Toni Morrison knew that when she wrote “The Bluest Eye,” it would be banned from schools and they would say that it was about beauty being in the eye of the beholder or some capitalist, white idea like that. But she wrote it anyway and it was required reading. She knew that it was required reading. She knew that it was deeper than that. She knew that when she wrote anything, eyes would blink and magic would appear. She knew all the hell it took to get to where you wanted, but she wrote anyway.
Toni Morrison knew how to write. She knew her what’s, when’s, why’s, how’s, and where’s and she wrote them. At the end of her greatest novel, she wrote something great about the why’s and how’s and it’s one of my favorite quotes and I remember it just like I remember to breathe air. It goes: “There is really nothing more to say—except why.
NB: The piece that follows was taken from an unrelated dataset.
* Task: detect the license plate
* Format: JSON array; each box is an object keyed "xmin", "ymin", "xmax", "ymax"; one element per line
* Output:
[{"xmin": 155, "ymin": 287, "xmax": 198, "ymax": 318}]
But since why is difficult to handle, we must take refuge in how.” ‘Since why is too difficult to handle, we must take refuge in how’ is what our sister Toni said, and I imagine that is true above all truths in life.
It is true. We do not know why things happen in life. We do not know how either, but Toni said that it is better and we take refuge in that more than why. We do ask and we live and we continue to live, and that is how we live and for Morrison, that is why we write.
She wrote another thing, toward the end, about lovers and freedom and gifts and beauty and eyes. This is true also.
So, on a hot Summer day in August, a few days after the birthday of our other great novelist, James Baldwin, we remembered Toni Morrison. We remember her books. We remember her words and her wisdom. We are thankful and inspired. We will learn. We will teach. We will read. We will remember.